Biodiversidad Vegetal y Animal

Hoy en día, el Jardín Botánico de la ciudad de Río de Janeiro cuenta con 83 hectáreas de bosques y 54 hectáreas de zonas cultivadas, con al menos 16 grandes colecciones, que abarcan más de 22.789 plantas en colecciones vivas y 3.453 especies cultivadas. Es una de las mayores colecciones de plantas del mundo. El Jardín posee más de 6.000 especies diferentes de plantas repartidas en diferentes espacios, como el dedicado a las plantas medicinales o el de las insectívoras.

Algunas de las colecciones notables incluyen:

  • El bromeliario, con una colección de más de 10 mil ejemplares de bromelias.
  • El orquideario, que reúne más de 3.000 ejemplares de 600 especies diferentes de orquídeas.

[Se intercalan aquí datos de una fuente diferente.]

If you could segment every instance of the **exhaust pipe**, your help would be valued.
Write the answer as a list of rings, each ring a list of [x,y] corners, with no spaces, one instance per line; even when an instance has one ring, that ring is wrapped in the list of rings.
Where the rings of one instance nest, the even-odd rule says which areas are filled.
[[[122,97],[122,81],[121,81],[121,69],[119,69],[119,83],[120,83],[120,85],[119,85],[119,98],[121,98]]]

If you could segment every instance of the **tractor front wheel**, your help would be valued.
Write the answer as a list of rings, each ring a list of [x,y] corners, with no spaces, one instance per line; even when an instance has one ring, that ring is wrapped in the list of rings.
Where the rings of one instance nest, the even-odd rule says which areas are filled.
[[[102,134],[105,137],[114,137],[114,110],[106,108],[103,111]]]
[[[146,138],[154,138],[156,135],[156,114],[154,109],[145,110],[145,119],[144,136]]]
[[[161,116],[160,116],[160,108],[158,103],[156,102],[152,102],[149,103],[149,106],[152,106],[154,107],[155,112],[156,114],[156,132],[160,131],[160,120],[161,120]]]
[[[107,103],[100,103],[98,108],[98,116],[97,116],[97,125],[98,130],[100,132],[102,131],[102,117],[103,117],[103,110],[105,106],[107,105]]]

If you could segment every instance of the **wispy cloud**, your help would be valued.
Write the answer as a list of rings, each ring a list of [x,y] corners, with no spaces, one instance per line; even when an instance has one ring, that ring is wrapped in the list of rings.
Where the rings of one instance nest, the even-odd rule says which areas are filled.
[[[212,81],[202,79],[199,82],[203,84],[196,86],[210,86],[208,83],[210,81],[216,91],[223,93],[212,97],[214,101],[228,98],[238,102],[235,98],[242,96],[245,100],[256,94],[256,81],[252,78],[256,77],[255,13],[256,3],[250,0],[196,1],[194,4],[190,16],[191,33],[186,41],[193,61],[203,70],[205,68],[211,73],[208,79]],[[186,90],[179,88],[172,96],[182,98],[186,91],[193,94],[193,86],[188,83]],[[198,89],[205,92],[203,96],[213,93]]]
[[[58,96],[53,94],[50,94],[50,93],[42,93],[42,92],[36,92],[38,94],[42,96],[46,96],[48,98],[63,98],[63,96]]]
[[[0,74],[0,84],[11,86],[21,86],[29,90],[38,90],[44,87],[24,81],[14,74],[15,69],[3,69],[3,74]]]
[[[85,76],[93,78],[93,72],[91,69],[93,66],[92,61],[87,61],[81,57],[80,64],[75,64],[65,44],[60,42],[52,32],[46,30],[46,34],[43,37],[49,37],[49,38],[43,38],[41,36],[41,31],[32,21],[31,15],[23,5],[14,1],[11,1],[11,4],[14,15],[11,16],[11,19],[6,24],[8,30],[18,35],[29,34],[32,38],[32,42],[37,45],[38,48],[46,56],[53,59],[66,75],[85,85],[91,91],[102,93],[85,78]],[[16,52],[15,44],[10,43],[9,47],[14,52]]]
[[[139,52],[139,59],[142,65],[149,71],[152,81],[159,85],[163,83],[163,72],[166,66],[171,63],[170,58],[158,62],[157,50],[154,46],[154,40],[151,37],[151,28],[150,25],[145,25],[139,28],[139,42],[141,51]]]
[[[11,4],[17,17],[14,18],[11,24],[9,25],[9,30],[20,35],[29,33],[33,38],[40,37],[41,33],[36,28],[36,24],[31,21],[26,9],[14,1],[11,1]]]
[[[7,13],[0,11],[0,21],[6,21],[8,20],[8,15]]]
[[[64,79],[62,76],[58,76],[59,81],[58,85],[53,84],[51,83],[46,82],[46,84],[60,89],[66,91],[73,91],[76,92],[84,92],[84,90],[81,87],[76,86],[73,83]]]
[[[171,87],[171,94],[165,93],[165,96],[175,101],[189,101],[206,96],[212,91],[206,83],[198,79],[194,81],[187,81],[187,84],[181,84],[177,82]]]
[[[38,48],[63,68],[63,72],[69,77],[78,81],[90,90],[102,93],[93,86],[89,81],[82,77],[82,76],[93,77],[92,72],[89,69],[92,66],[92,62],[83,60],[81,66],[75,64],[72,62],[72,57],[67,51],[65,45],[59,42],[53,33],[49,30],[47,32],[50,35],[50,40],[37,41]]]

Una especie arbórea típica de la Mata Atlántica es el Pau-brasil (Caesalpinia echinata), símbolo de Brasil desde 1978. Este árbol puede alcanzar una altura de unos 30 m y el tronco un diámetro de 50 a 65 cm. Su madera se utiliza en la fabricación de tintes, arcos de violín, en carpintería o en construcción. Según la Unión Internacional para la Conservación de la Naturaleza (IUCN), el Pau-brasil está "en peligro" debido a su explotación en el pasado, aunque hoy en día existen esfuerzos en Brasil para proteger esta especie arbórea.

La jackfruit (Artocarpus heterophyllus), originaria de Asia, se introdujo en Brasil y, al extenderse fácilmente, ha reemplazado a muchas especies arbóreas nativas.

En el Jardín Botánico también se pueden encontrar otras plantas interesantes como:

  • Las nenúfares gigantes (Victoria amazonica), las más grandes del mundo, que son la planta nacional de Guyana.
  • El ciprés calvo (Taxodium distichum), con sus estructuras de rodillas de ciprés que se forman sobre los árboles.
  • El árbol bala de cañón (Couroupita guianensis), nativo de América Central y del Sur, llamado así por sus grandes frutos esféricos con una cáscara leñosa.
  • Numerosos árboles de bambú (Bambusa multiplex), originarios de Asia.
Infografía sobre algunas especies de flora y fauna presentes en el Jardín Botánico

Vida Silvestre en el Jardín Botánico

Aunque la vida animal y vegetal se ha visto muy alterada por la ocupación humana en Río de Janeiro, el Jardín Botánico, adyacente al Parque Nacional da Tijuca, permite la migración de muchos animales entre el parque nacional y el jardín botánico. Esto crea un refugio para una gran variedad de fauna.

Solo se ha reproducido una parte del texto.